2011 Cruze - 80k miles with regular maintenance (1.8L engine - automatic)

So over the past few days, while driving my car seemed to lunge or hesitate when then RPMs moved above 1000, 2000, or 3000. It would not happen consistently and the car seemed to accelerate with full power and was able to drive 80+ mph on the highway. I spoke to the dealership service manager and he said it was probably spark plugs and to bring it in when I could - not urgent. Well today as I was driving, the car did not accelerate as it should have with the gas pedal and the check engine came on. I took it to the nearest independent shop and they ran codes saying generic tranmission problem and a #3 solenoid detach. They then told me they took the car for a drive (not sure what that means as I dropped off) and called back saying it was a complete transmission failure and needed a full rebuild. 

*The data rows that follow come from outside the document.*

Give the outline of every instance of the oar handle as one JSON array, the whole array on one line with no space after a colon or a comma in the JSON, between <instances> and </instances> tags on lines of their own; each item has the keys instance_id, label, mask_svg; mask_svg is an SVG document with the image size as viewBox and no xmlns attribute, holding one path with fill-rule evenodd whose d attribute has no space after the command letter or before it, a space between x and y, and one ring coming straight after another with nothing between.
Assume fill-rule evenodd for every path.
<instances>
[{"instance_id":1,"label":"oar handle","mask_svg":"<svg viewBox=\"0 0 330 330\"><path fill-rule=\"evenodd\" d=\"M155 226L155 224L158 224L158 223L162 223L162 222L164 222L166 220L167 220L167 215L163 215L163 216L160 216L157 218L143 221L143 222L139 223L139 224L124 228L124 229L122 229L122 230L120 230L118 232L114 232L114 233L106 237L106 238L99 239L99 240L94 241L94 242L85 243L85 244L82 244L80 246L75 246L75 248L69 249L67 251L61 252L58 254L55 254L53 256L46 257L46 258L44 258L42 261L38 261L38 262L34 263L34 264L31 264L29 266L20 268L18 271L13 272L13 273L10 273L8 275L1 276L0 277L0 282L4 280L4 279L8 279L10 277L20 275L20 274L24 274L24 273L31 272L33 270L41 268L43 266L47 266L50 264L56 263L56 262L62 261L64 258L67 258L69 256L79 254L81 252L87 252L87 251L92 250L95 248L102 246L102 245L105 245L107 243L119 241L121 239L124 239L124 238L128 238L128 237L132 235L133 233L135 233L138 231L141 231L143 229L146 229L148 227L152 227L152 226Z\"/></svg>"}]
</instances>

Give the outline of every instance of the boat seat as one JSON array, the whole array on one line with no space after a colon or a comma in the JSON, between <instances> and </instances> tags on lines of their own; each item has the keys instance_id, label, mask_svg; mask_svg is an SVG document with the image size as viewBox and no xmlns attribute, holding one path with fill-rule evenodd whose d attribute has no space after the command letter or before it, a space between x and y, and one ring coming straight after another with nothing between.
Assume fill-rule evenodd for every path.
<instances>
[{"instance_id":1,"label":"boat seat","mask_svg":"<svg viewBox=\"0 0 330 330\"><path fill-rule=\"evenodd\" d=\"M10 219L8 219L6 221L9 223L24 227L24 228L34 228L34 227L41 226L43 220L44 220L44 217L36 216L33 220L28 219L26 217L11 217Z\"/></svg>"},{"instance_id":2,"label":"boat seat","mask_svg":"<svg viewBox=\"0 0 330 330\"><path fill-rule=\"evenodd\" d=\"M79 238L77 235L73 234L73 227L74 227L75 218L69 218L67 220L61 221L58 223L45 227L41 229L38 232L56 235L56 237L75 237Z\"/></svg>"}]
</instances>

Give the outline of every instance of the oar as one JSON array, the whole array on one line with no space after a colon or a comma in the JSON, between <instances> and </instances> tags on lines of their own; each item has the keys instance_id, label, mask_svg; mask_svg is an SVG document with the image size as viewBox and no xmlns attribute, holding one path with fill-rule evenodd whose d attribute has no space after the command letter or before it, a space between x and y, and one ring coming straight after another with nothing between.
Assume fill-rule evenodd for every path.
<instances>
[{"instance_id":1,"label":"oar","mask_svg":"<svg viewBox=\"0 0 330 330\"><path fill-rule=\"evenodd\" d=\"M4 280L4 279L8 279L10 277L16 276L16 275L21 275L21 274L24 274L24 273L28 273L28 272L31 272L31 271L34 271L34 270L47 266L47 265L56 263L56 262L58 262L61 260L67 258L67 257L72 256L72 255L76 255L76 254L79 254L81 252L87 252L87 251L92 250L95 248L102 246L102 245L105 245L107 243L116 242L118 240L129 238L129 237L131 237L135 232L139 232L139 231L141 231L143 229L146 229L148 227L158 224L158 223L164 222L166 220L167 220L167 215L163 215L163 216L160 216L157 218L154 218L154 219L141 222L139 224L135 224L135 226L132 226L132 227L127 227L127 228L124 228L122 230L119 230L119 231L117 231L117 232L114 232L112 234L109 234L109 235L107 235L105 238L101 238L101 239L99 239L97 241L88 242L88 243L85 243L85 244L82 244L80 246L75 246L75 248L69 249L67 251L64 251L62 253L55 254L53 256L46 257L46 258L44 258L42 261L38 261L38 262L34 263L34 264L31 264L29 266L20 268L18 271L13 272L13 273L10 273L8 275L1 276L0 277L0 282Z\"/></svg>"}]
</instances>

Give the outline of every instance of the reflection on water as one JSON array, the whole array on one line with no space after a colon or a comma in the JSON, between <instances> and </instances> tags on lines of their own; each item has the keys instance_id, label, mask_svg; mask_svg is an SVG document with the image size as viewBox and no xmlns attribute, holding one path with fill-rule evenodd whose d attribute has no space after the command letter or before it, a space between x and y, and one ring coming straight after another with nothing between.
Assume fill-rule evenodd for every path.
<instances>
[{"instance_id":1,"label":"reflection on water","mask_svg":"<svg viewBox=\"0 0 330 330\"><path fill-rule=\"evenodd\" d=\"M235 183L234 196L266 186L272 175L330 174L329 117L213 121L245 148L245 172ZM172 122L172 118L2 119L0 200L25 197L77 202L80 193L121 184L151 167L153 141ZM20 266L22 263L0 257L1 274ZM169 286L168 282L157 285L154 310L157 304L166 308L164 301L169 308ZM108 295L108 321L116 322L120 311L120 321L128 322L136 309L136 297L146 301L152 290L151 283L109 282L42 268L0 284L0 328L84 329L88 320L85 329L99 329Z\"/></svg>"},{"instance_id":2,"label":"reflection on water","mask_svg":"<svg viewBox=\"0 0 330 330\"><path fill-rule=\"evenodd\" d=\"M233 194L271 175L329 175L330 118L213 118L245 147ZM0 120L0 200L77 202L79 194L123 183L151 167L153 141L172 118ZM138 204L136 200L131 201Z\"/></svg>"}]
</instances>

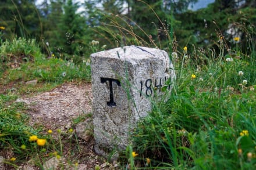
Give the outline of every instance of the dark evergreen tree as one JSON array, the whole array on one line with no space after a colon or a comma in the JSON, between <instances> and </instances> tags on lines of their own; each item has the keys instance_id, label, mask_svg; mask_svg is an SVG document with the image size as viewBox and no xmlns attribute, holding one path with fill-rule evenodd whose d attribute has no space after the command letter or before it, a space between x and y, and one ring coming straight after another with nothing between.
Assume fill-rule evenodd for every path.
<instances>
[{"instance_id":1,"label":"dark evergreen tree","mask_svg":"<svg viewBox=\"0 0 256 170\"><path fill-rule=\"evenodd\" d=\"M5 27L3 38L41 37L41 24L34 0L0 1L0 22Z\"/></svg>"}]
</instances>

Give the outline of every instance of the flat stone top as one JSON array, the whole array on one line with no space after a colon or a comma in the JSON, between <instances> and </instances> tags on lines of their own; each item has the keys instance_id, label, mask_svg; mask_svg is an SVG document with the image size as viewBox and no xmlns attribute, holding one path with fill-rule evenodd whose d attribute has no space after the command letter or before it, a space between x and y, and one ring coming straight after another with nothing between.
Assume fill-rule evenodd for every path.
<instances>
[{"instance_id":1,"label":"flat stone top","mask_svg":"<svg viewBox=\"0 0 256 170\"><path fill-rule=\"evenodd\" d=\"M167 53L163 50L134 45L116 48L95 53L91 55L91 57L108 57L119 59L122 60L124 60L125 59L131 60L147 58L166 59L166 56L168 56Z\"/></svg>"}]
</instances>

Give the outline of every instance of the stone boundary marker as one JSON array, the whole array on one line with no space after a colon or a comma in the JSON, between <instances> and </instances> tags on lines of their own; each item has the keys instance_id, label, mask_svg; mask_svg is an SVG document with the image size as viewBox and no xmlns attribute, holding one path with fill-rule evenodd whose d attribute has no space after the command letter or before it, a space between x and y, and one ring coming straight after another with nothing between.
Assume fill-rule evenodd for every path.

I picked up the car and drove it home with little to no problem (one or two lunges when changing gears). Is the shop to be trusted with their assessment or could these symptoms be something like transmission fluid or smaller problems then a full rebuild?


----------



## Rivergoer (Mar 30, 2017)

jwalsh1316 said:


> 2011 Cruze - 80k miles with regular maintenance (1.8L engine - automatic)
> 
> So over the past few days, while driving my car seemed to lunge or hesitate when then RPMs moved above 1000, 2000, or 3000. It would not happen consistently and the car seemed to accelerate with full power and was able to drive 80+ mph on the highway. I spoke to the dealership service manager and he said it was probably spark plugs and to bring it in when I could - not urgent. Well today as I was driving, the car did not accelerate as it should have with the gas pedal and the check engine came on. I took it to the nearest independent shop and they ran codes saying generic tranmission problem and a #3 solenoid detach. They then told me they took the car for a drive (not sure what that means as I dropped off) and called back saying it was a complete transmission failure and needed a full rebuild.
> 
> I picked up the car and drove it home with little to no problem (one or two lunges when changing gears). Is the shop to be trusted with their assessment or could these symptoms be something like transmission fluid or smaller problems then a full rebuild?


At 80K if you haven’t changed the trans fluid that would be the place to start. Despite what the manual says, these are not “lifetime fill” transmissions. 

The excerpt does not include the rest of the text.